Two more Tory staffers tried to block access to information

Two more Conservative staffers in the office of cabinet minister Christian Paradis tried to block the release of access-to-information documents, The Canadian Press has learned.

OTTAWA — Two more Conservative staffers in the office of cabinet minister Christian Paradis tried to block the release of access-to-information documents, The Canadian Press has learned.

In October, Paradis adviser Sebastien Togneri resigned after it was revealed he had meddled in at least three different access-to-information requests while with the Public Works Department.

Those incidents are the subject of an investigation by the information commissioner.

But two more policy advisers within Paradis’ office were also involved in dealing with records destined for public release under access-to-information legislation.

Documents obtained by The Canadian Press show that Marc Toupin and Jillian Andrews both argued against the release of material on sensitive subjects.

In one case dealing with the members of a federal panel who wrote a damning report on asbestos, Paradis’ political office had highlighted material it did not want released.

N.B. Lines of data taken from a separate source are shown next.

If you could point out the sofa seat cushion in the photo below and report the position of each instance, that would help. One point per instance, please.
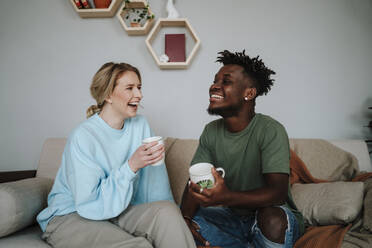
(21, 201)
(325, 160)
(29, 237)
(329, 203)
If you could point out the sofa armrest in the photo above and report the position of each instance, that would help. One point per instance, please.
(9, 176)
(21, 201)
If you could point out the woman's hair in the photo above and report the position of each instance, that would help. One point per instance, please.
(104, 82)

When bureaucrats asked for an explanation, Togneri directed them to his colleague Toupin.

“Those comments are inappropriate and improper, not relevant to the request and should not be disclosed,” Toupin said of the material in a July 2009 email.

The manager of access to information and privacy balked at the direction.

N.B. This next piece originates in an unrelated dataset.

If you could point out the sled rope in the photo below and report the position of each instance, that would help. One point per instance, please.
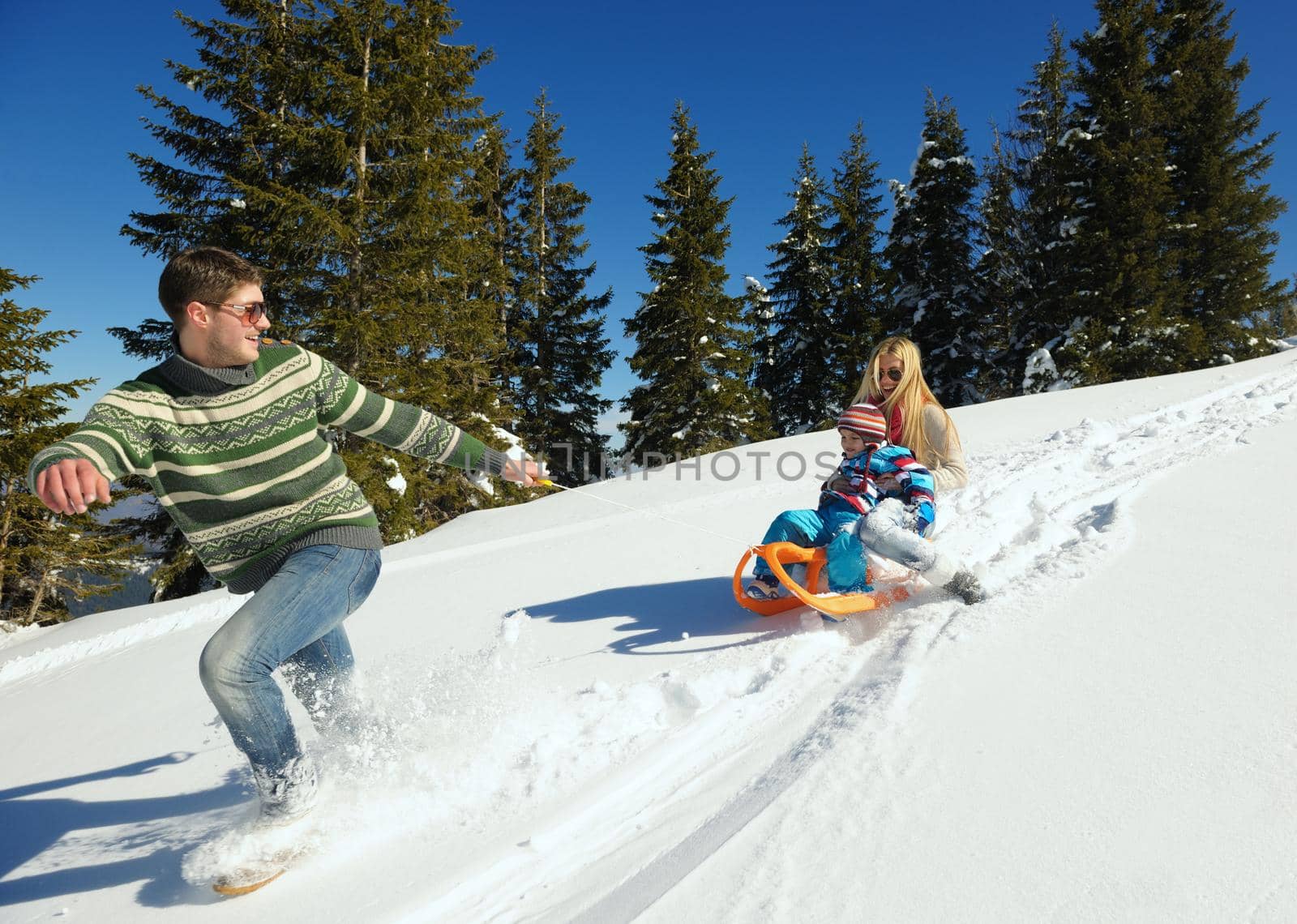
(548, 483)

“Please note that the Access to Information Act was created to provide access to records under the control of federal institutions and limit the application of severances,” Julie Lafrance wrote to Toupin.

“Therefore, the legislators did not include a section in the Act for ’inappropriate and improper’ comments.”

Andrews intervened in a separate access-to-information request, about preparations for U.S. President Barack Obama’s visit to Canada in February 2009. Togneri had argued with bureaucrats that only a single document should be released, and then directed them to Andrews for further “in-depth” analysis.

“Our department specifically states that the only documentation they have pertaining to this is a work stop order,” Andrews wrote in July 2009. “The document is found at the very last page of the ATIP. Therefore, this should be the only part of the ATIP to be released.”

But another bureaucrat noted in response that officials specifically mandated with collecting documents within the department had put together a much heftier package than a single work-stop order.

It is not clear in either the asbestos or the Obama case whether the documents were ultimately released to the requester. The Canadian Press only asked for correspondence on the processing of four access-to-information files in 2009.

Paradis, now natural resources minister, was asked in October about other staff in his office who might have intervened in access requests, but did not directly answer the question.

A spokesman emphasized Wednesday that Paradis had already accepted the resignation of the person in charge of access to information at the time — Sebastien Togneri.

“The minister then forwarded the file to the information commissioner and is looking forward to her recommendations,” said Richard Walker, Paradis’ director of communications.

Bloc Quebecois Leader Gilles Duceppe rejected the notion that Togneri answered for the actions of others in the Paradis office.

“I think those people should be responsible for what they did, or the minister, since he said that he’s ultimately the one responsible for everything in his office,” Duceppe told reporters.

Prime Minister Stephen Harper’s chief of staff, Guy Giorno, issued a memo to all political staff in February, reminding them of the content of the Access to Information Act.

“No political staff member has received a delegation of authority under the Act and therefore no political staff member has authority to make access-to-information decisions,” Giorno wrote.

The office of the information commissioner is currently investigating the cases involving Togneri. The former staffer had ordered bureaucrats to retrieve a package of documents from the Public Works mailroom in the summer of 2009 that were destined for The Canadian Press.

He told a Commons committee the following spring that it was a “mistake” and it was the only time he had taken such action, but other incidents were later revealed in more documents.

Togneri and Andrews were asked to appear at the committee at a later date, but the Conservatives announced in May that ministers would take full responsibility for the actions of their staffs and appear on their behalf.